Hikaye, şöyle başlıyor: 2007’nin başlarında Belçika’da
yaşayan Kristofer Nonn ve partneri Helen Lewis Martin, profesyonel
yeteneklerini gelişmekte olan bir ülkede kullanmak istediklerine karar
vermişken, idealist.org’da bir reklam ilanı görüyorlar. Ekolojik tasarımlar
yapacak bir mimar aranan bu ilana online olarak başvuruyor ve altı ay sonra
yola koyulup, Caracas’tan Santa Elena’ya uzanan 24 saatlik bir otobüs
yolculuğunu da kapsayan uzun seyahatlerine başlıyorlar.
Santa Elena'nın teneke evleri |
Santa Elena'daki basit teneke evler |
Bu bölge altın ve elmas madenlerinin merkezi, aynı
zamanda akaryakıt ticareti de yapılıyor. Yerel halk ise bu göz dolduran ticaret
alanları içinde, insani koşullardan uzak, çok küçük teneke evlerde, yoksulluk
içinde yaşıyor. Bu şartlarda Nonn, yalnızca bölgede bulunan yerel malzemelerden
inşa edilecek, çevreye ve insana çok dahauyumlu, sürdürülebilir bir konut modeli
geliştiriyor: Eco-cabana’lar.
Nonn, Eco-cabanaları tasarlarken, bölgede yaşayan
yerlilerin sütunlar üzerine diktiği evlerden esinlenmiş. Başlangıçta, her biri
8 inç çapında beton kolonlar, temel görevi görecek şekilde toprağa
yerleştiriliyor. Ahşap yerine beton sütun tercih etmesinin sebebi, termitler
için caydırıcı olması.. Sütunların üzerine kurulan evler ise basit ahşap bir
konstrüksiyona sahip. Malzeme için yerel kaynaklar kullanılıyor.
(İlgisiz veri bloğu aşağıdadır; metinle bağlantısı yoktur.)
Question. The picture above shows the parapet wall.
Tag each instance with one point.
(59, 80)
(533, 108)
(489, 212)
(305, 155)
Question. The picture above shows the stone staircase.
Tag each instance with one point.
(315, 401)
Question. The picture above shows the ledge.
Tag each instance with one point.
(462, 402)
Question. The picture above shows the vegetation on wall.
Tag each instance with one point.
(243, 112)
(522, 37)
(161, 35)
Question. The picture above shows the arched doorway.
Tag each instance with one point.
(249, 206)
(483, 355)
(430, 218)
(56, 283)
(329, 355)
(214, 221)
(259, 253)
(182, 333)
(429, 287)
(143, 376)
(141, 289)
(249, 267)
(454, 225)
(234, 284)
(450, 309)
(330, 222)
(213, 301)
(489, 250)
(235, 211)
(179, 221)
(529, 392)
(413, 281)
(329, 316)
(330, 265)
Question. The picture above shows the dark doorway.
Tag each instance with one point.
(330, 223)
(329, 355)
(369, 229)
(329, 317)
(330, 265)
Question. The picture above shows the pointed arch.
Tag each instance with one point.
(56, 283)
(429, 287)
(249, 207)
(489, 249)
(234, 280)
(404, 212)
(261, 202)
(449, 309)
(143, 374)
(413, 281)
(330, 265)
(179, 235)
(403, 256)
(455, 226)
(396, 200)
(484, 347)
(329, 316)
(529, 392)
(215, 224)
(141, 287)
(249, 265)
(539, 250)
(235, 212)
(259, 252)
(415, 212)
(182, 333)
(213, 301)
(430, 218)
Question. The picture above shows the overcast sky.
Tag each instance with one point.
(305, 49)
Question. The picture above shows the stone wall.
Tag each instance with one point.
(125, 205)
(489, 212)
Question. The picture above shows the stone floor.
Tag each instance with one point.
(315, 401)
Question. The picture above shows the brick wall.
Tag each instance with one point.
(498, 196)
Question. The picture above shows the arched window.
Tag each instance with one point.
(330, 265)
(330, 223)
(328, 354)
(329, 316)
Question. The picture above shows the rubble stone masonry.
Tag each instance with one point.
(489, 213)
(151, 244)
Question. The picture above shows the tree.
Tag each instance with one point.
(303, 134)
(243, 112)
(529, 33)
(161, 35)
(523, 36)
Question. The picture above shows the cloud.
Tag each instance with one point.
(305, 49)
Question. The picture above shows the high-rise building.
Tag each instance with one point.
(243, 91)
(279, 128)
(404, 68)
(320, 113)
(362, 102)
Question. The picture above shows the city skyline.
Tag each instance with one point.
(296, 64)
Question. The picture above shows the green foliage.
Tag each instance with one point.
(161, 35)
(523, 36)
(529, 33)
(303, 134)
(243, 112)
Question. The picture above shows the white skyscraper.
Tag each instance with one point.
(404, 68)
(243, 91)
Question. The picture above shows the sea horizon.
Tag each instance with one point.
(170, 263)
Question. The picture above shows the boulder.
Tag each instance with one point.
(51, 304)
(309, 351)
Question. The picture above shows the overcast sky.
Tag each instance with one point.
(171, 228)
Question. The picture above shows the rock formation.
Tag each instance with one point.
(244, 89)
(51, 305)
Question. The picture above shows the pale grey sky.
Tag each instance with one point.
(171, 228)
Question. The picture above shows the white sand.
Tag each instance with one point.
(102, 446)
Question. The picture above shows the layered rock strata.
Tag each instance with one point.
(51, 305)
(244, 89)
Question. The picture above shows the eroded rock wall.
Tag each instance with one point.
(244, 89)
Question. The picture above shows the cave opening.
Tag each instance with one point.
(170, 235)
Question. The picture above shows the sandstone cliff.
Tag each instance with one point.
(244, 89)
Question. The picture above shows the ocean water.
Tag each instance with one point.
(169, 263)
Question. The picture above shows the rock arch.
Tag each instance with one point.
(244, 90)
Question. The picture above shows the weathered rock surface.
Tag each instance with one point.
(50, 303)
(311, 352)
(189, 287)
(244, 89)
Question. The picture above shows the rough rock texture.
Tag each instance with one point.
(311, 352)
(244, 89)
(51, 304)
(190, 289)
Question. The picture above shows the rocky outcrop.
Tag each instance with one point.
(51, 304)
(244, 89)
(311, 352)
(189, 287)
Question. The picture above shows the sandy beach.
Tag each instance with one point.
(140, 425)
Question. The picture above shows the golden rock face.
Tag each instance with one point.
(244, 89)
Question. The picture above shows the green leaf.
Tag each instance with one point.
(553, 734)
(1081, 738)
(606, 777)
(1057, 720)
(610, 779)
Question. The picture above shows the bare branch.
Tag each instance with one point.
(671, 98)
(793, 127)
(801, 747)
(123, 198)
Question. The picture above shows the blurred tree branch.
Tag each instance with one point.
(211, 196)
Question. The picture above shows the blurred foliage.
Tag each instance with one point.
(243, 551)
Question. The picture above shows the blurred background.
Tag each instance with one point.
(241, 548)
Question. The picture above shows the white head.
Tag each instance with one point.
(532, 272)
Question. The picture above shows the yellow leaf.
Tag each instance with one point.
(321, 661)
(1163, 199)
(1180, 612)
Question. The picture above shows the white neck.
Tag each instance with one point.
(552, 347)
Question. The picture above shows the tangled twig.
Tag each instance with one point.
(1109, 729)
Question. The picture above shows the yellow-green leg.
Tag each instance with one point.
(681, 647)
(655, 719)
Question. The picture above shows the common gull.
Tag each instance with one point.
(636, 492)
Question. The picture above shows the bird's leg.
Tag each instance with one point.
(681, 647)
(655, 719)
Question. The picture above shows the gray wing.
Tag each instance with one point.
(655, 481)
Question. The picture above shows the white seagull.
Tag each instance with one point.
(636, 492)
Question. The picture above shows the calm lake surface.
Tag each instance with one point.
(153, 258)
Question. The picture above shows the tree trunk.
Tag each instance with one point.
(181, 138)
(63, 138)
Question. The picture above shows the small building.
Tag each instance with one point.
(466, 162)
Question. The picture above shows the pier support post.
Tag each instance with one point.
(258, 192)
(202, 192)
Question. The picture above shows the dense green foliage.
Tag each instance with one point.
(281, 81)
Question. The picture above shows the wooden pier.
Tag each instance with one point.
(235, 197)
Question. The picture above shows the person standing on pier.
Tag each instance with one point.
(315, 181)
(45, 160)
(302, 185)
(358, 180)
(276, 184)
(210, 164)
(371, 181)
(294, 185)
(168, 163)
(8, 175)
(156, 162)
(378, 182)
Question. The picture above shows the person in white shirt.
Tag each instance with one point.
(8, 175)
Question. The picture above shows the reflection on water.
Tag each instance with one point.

sütunlar üzerine oturan temel |
Bölgeye cam getirmek biraz zor bir iş olduğundan, içeriye
ışık girmesi için Nonn, alternatif ama çok da keyifli bir yol bulmuş; daha onceblogda sözünü ettiğim earthship’lerdeki gibi şişe duvarlar.. Nonn ve Martin,
yol kenarlarını tarayarak, saga sola atılmış bira, likor şişelerini toplayıp
şişe duvarlar yapmış. Böylece hem ışık sağlamışlar hem de rengarenk duvarlar
elde edebilmişler. duvardaki şişelerin diğer bir özelliği de evi, çevrede sık yaşanan rüzgarların,
şişelerin dışarıda kalan ağızlarından kaynaklanan tatlı bir sesle doldurması.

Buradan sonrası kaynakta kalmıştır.